BREADBOARD. ALWAYS BREADBOARD.
Take apart the entire computer again, fully. Place Mobo (no CPU,etc.) on a wood board or the Mobo cardboard box it came in. Does it have ONBOARD video? If so THAT is what you need to connect first, if not, then connect the GPU with HDMI. Seat ONE stick of RAM and the CPU/Cooler. connect from case ONLY the power switch, then connect the PSU ONLY to the Mobo. Power on.
Does it work? If it doesn't work at this point (no BIOS on the screen) then ONE of these components is bad / broke. If you see the display, shut down. Now add the second stick AS PER THE MOBO MANUAL as DUAL Channel (not simply the next slot). Power on, do you get BIOS and does it show that correct amount of Memory. If not, test again or replace defective memory.

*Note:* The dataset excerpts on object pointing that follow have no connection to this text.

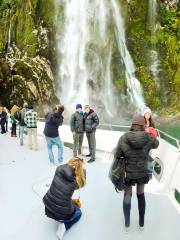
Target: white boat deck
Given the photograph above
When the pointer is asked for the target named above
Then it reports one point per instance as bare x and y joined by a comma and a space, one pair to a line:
24, 175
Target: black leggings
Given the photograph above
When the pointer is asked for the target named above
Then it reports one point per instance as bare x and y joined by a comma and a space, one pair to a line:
13, 130
127, 204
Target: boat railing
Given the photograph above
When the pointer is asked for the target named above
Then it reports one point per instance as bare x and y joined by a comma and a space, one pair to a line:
123, 128
167, 137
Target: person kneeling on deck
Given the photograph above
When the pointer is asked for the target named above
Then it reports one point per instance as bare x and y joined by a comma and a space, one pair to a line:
58, 200
30, 120
77, 128
134, 146
91, 121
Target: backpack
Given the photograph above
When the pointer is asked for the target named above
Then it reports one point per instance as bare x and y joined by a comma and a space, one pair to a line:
117, 172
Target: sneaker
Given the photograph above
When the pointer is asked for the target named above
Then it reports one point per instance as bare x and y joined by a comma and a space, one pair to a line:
91, 160
61, 230
88, 155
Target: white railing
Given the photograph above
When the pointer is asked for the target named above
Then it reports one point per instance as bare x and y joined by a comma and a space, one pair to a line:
115, 127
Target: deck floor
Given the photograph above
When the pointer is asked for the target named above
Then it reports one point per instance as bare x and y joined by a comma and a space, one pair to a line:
23, 178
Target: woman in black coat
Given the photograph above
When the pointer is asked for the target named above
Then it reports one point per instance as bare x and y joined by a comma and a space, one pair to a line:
135, 146
58, 200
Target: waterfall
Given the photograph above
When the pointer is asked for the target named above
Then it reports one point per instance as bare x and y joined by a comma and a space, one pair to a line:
9, 30
153, 55
133, 85
85, 54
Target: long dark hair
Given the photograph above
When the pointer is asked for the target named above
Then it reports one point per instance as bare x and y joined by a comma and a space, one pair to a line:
136, 127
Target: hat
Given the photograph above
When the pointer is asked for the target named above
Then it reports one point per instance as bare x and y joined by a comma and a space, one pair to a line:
138, 120
25, 105
147, 110
78, 106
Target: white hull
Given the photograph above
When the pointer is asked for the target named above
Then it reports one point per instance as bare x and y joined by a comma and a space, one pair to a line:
25, 173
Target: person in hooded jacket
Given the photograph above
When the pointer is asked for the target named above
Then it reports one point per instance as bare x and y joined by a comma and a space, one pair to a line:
134, 146
58, 200
53, 120
22, 125
91, 121
3, 116
77, 128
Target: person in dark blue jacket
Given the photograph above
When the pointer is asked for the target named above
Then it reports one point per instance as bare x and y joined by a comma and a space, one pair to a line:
3, 116
53, 120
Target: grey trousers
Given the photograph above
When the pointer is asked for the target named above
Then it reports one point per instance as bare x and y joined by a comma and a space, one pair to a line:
78, 140
92, 144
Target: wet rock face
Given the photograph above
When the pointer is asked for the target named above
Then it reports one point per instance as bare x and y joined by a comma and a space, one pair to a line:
26, 53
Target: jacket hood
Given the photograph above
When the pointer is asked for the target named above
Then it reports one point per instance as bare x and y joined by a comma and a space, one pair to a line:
137, 139
66, 172
91, 111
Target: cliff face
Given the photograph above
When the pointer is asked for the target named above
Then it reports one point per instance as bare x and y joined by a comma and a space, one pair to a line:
27, 52
165, 42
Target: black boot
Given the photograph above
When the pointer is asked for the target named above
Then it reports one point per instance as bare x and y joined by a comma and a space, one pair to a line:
141, 207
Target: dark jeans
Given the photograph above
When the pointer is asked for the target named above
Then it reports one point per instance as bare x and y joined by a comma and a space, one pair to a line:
92, 144
75, 218
127, 204
3, 130
13, 130
78, 140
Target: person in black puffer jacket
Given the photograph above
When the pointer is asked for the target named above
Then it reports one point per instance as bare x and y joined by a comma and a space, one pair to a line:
77, 128
52, 122
58, 200
135, 146
91, 121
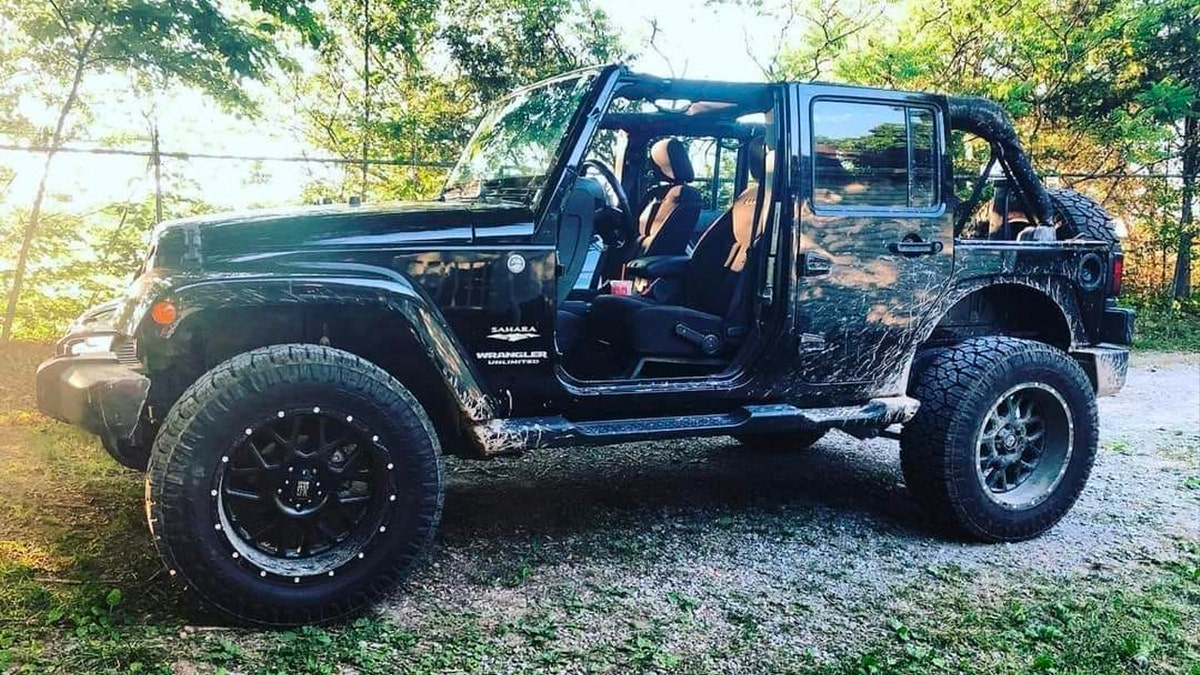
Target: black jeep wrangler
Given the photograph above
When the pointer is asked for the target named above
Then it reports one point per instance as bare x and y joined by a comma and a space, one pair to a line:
616, 257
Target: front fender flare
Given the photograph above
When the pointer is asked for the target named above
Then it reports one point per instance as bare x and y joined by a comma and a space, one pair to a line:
393, 294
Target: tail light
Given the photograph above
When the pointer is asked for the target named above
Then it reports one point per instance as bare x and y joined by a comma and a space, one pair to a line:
1115, 275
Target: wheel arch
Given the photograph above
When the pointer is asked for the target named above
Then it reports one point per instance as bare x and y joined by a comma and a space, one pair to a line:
388, 323
1013, 306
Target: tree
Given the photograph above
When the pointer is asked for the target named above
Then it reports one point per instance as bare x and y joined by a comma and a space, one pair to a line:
1098, 88
55, 46
406, 79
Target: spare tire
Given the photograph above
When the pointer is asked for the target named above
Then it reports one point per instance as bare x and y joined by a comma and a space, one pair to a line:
1083, 217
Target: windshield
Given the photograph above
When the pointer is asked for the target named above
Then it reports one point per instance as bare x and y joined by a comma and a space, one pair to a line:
514, 148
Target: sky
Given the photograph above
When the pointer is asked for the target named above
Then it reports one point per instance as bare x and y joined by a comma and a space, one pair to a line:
694, 40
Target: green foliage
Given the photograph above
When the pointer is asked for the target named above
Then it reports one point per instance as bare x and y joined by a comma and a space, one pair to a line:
79, 261
1167, 324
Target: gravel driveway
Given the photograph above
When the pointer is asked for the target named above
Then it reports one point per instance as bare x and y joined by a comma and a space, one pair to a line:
685, 545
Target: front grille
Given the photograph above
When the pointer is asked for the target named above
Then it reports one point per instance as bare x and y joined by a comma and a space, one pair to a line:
126, 352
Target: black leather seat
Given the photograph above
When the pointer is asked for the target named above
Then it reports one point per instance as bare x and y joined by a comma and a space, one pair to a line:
672, 207
709, 321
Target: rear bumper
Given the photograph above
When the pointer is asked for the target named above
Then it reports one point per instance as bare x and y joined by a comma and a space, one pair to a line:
1116, 326
1107, 365
94, 392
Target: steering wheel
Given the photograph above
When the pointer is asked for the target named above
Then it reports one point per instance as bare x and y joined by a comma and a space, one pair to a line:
616, 232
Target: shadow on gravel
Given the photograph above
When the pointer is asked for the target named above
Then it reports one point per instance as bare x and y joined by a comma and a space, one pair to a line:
695, 483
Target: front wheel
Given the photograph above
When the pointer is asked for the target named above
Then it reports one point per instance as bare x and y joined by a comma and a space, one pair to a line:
1005, 437
294, 484
790, 441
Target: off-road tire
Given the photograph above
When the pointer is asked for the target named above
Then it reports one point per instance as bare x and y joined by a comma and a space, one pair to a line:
790, 442
208, 420
1084, 217
958, 387
129, 455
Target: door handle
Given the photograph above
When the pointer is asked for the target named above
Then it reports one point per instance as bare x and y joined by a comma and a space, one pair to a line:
913, 248
811, 264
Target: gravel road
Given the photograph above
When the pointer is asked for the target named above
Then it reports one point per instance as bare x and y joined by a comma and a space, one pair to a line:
805, 548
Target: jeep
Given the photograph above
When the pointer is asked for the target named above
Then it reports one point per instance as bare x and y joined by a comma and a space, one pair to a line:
615, 257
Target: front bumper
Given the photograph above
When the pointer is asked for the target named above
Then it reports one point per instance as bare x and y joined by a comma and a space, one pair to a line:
95, 392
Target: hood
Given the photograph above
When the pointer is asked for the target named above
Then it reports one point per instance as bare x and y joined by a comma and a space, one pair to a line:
240, 236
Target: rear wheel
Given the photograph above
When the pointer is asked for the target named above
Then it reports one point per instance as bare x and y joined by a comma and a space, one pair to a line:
1005, 437
294, 484
130, 455
791, 441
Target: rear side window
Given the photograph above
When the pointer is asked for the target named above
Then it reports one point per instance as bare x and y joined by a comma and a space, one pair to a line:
874, 155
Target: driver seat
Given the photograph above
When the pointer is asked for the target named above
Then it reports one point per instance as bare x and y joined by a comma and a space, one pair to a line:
672, 207
711, 320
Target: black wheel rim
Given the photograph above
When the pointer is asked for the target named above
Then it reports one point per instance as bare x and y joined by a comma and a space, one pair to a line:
303, 493
1024, 446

Plug in GPU (if you have onboard video), boot to BIOS, and set the Video to use PCIexpress NOT onboard for default. Move connection from Mobo to GPU, reboot. Do you see BIOS? If not then reseat GPU and try again? If not then switch back to Mobo onboard video can you see BIOS? If not, then you may need to unplug the power from the wall, then remove the 'watch battery' for the BIOS for 10 minutes (NO LESS), plug back in batter then power to wall, and will reset the BIOS to factory (onboard would be default).
If all is good then plug in ONE drive, test to BIOS, is it detected? Plug in second drive, test, then DVD, test. When all components are proven in BIOS to be seen, THEN insert Windows DVD and install WIndows Only. Once done shut down. Unplug drives, power switch, ups, GPU. Fit in case, and plug back in GPU, PSU, get to BIOS yes? No? If no then reseat the GPU or check onboard GPU to see if it reset.
Again one thing at a time, DVD first, bios check, 2nd drive, bios check, boot drive, bios check then try Windows.
IT IS TEDIOUS, but it proves when a component does / doesn't work so your not pulling your hair out as you are now and no idea WHICH component isn't working.